Next week’s Masters tournament has had to be moved at the last minute from Alexandra Palace to Milton Keynes.
The prestigious invitation event featuring the only the world’s top 16 players will be the second of the season’s three Majors.
And initially complying with then government protocols up to 1,000 tickets per session were being sold at the famous London venue.
But last month new Tier Four restrictions meant the decision was taken to stage the tournament behind closed doors.
And now World Snooker Tour, faced with logistical hotel problems and the need to comply with tighter bubble regulations, have had to switch venues.
The Marshall Arena in the Buckinghamshire town has been the home of snooker all season so far.

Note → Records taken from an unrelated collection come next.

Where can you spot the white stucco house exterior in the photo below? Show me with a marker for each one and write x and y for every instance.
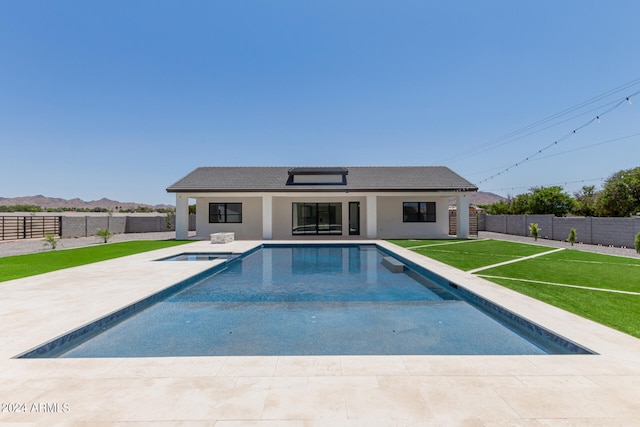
(284, 203)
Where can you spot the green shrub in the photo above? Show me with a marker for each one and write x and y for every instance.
(104, 234)
(51, 239)
(534, 230)
(572, 236)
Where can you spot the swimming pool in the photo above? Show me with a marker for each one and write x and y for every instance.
(312, 300)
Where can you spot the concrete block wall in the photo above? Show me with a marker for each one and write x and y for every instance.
(544, 221)
(148, 224)
(583, 226)
(83, 226)
(615, 231)
(591, 230)
(517, 225)
(496, 223)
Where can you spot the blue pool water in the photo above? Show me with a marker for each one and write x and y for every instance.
(309, 300)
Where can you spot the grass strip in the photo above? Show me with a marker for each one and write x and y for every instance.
(480, 253)
(618, 311)
(576, 268)
(18, 266)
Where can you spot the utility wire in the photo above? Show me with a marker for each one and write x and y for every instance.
(561, 153)
(565, 137)
(511, 136)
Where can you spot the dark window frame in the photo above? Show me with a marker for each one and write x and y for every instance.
(228, 216)
(312, 210)
(424, 212)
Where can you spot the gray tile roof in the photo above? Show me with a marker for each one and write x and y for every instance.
(359, 178)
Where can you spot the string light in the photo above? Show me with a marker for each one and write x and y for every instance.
(581, 181)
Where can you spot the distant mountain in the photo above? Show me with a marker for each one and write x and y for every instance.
(480, 198)
(54, 202)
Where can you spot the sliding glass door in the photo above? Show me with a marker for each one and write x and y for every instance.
(317, 218)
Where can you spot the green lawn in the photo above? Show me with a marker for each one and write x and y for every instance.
(571, 267)
(478, 253)
(15, 267)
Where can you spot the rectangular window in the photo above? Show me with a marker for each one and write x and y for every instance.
(225, 212)
(317, 218)
(419, 212)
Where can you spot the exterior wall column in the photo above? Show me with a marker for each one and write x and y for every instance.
(182, 217)
(267, 217)
(462, 216)
(372, 217)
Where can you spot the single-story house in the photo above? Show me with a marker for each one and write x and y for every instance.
(262, 203)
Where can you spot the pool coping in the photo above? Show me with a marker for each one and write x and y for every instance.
(563, 387)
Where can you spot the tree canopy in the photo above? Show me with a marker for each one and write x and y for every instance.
(619, 197)
(621, 194)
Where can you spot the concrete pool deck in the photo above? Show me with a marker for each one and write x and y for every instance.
(286, 391)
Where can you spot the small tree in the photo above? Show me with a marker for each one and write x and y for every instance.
(104, 234)
(50, 239)
(572, 236)
(534, 230)
(168, 218)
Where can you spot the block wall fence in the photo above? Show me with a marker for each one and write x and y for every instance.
(591, 230)
(84, 226)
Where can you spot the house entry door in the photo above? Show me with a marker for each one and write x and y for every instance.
(354, 218)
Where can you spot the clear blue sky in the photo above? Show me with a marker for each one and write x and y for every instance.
(120, 99)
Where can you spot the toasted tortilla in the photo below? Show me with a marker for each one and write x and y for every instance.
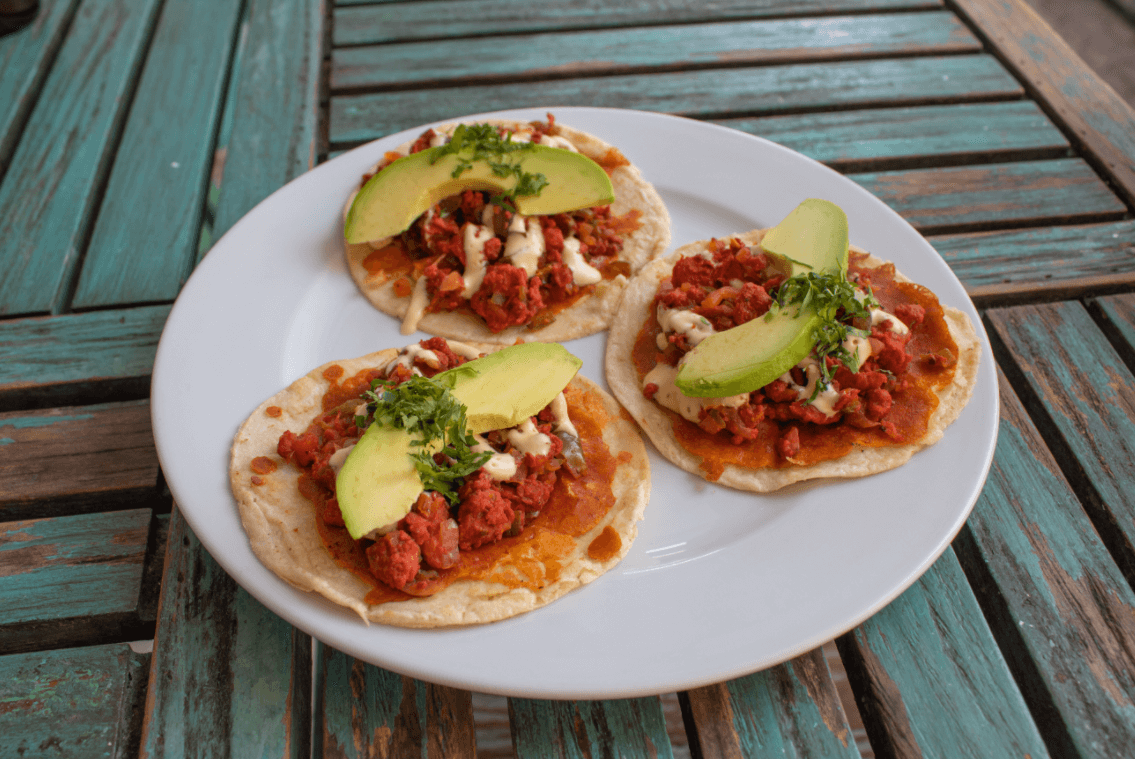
(656, 421)
(282, 528)
(587, 315)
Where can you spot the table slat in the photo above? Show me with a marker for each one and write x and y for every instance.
(145, 238)
(930, 680)
(367, 710)
(1056, 599)
(699, 94)
(614, 51)
(789, 710)
(72, 703)
(50, 190)
(400, 22)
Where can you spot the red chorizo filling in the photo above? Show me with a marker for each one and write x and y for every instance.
(874, 386)
(486, 507)
(527, 269)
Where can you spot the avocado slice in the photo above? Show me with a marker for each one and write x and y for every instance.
(379, 483)
(391, 200)
(813, 237)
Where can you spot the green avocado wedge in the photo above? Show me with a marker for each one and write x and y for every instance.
(391, 200)
(813, 237)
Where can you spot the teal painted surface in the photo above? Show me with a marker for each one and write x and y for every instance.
(73, 703)
(73, 566)
(400, 22)
(576, 730)
(1068, 615)
(910, 134)
(705, 93)
(78, 347)
(144, 239)
(49, 193)
(942, 686)
(644, 48)
(1001, 194)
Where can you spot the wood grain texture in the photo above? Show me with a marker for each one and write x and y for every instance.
(699, 94)
(401, 22)
(145, 237)
(930, 680)
(545, 730)
(227, 677)
(1045, 262)
(970, 199)
(1056, 599)
(1081, 386)
(74, 703)
(77, 455)
(653, 48)
(1098, 118)
(368, 711)
(50, 191)
(907, 137)
(78, 357)
(276, 94)
(789, 710)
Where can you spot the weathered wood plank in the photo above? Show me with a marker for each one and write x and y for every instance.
(78, 357)
(1092, 111)
(276, 91)
(25, 60)
(145, 238)
(72, 703)
(1079, 385)
(791, 710)
(77, 455)
(541, 730)
(1054, 598)
(1049, 262)
(964, 199)
(368, 711)
(401, 22)
(930, 680)
(227, 677)
(699, 94)
(907, 137)
(70, 579)
(654, 48)
(50, 190)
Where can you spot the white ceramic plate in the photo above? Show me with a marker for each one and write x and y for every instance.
(717, 584)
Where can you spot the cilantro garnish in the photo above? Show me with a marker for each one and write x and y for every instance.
(426, 407)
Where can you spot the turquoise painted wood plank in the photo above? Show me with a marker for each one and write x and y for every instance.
(275, 124)
(368, 711)
(1084, 387)
(614, 51)
(1057, 601)
(145, 237)
(885, 137)
(73, 566)
(789, 710)
(61, 457)
(401, 22)
(1024, 263)
(961, 199)
(543, 728)
(50, 190)
(930, 680)
(227, 677)
(45, 357)
(75, 703)
(25, 60)
(699, 94)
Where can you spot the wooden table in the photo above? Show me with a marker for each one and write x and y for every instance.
(133, 133)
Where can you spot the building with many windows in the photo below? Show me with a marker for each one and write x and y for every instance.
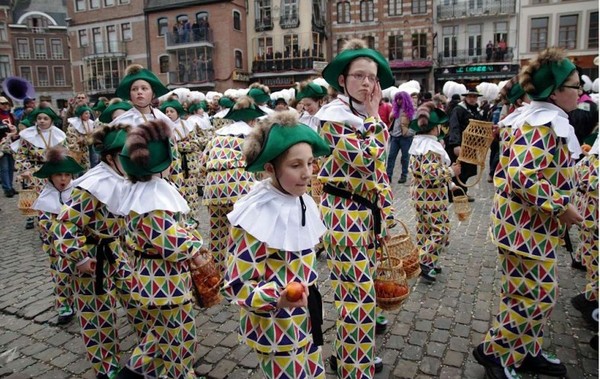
(38, 33)
(572, 25)
(401, 30)
(286, 40)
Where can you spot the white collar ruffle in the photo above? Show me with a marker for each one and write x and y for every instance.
(423, 143)
(275, 218)
(50, 198)
(339, 111)
(155, 194)
(105, 184)
(238, 128)
(53, 136)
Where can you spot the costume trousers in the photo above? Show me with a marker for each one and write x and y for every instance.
(61, 271)
(529, 288)
(303, 363)
(433, 231)
(168, 346)
(354, 299)
(219, 233)
(589, 257)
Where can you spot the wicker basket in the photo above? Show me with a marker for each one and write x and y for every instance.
(26, 199)
(207, 281)
(462, 208)
(316, 189)
(476, 141)
(391, 287)
(402, 246)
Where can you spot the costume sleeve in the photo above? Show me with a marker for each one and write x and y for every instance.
(68, 230)
(160, 231)
(364, 152)
(244, 279)
(527, 163)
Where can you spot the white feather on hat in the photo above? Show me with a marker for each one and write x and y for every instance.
(489, 91)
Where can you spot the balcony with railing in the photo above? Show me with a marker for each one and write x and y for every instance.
(474, 8)
(189, 38)
(300, 61)
(104, 49)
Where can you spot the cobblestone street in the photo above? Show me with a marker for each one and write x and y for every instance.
(431, 336)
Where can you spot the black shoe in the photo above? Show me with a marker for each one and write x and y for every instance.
(543, 364)
(333, 364)
(493, 368)
(578, 265)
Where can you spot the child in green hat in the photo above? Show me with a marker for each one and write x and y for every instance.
(57, 171)
(432, 174)
(275, 228)
(164, 251)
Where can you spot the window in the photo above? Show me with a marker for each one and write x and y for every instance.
(4, 66)
(450, 41)
(163, 26)
(57, 49)
(79, 5)
(126, 32)
(3, 33)
(238, 59)
(419, 46)
(394, 7)
(23, 48)
(59, 76)
(539, 34)
(25, 73)
(163, 63)
(593, 32)
(39, 48)
(343, 11)
(366, 11)
(419, 6)
(474, 40)
(395, 47)
(237, 20)
(83, 40)
(43, 80)
(567, 32)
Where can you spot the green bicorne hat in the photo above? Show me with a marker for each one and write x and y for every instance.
(549, 77)
(338, 65)
(282, 137)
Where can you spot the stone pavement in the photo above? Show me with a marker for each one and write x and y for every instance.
(431, 336)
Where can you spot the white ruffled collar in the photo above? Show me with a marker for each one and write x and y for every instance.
(155, 194)
(38, 137)
(275, 218)
(423, 143)
(238, 128)
(51, 200)
(339, 111)
(105, 184)
(77, 124)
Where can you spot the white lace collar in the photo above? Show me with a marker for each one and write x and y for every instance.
(275, 218)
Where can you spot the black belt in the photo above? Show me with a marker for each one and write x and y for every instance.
(102, 253)
(375, 211)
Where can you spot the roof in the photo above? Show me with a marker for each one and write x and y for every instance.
(57, 9)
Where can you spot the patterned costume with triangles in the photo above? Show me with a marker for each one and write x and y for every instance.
(534, 184)
(85, 229)
(429, 193)
(357, 165)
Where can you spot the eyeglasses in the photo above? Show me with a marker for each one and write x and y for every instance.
(360, 77)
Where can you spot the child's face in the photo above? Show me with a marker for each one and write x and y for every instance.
(61, 181)
(43, 121)
(293, 170)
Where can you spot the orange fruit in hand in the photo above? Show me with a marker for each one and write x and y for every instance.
(294, 291)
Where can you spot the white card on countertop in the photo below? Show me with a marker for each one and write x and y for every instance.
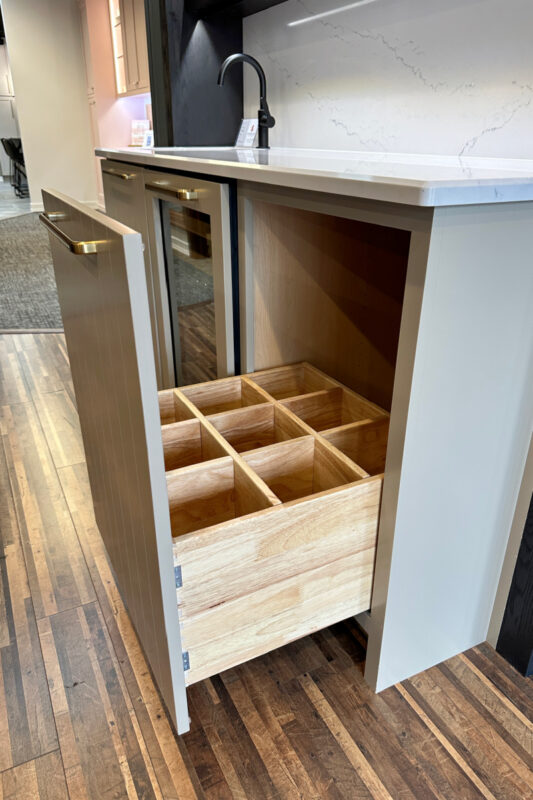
(247, 133)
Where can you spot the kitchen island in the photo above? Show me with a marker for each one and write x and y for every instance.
(409, 280)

The MK Stadium facility enjoys the benefit of having a hotel on site making it easier to contain the movements of players, staff and officials.
The lack of suitable hotel accommodation close to Ally Pally is thought to have been an obstacle to keeping the Masters in its traditional home.
Snooker was confirmed last month by Culture, Media and Sport Secretary Oliver Dowden as one of the elite sports that could stage events without a crowd.
And World Snooker Tour chairman Barry Hearn, awarded the OBE in the New Year’s Honours, is on record as saying the re-appearance of fans may not come until April’s World Championship.
On the switch Hearn said: “Snooker’s Masters is moving from Ally Pally to Milton Keynes.
“We took the view that because we are going back to a full bubble, and there must be less coming and going, because of the numbers of people involved we need to go back to Milton Keynes.
“There we can do it properly and know it is 100 per cent safe, and that together with complying with government regulations has always been paramount.”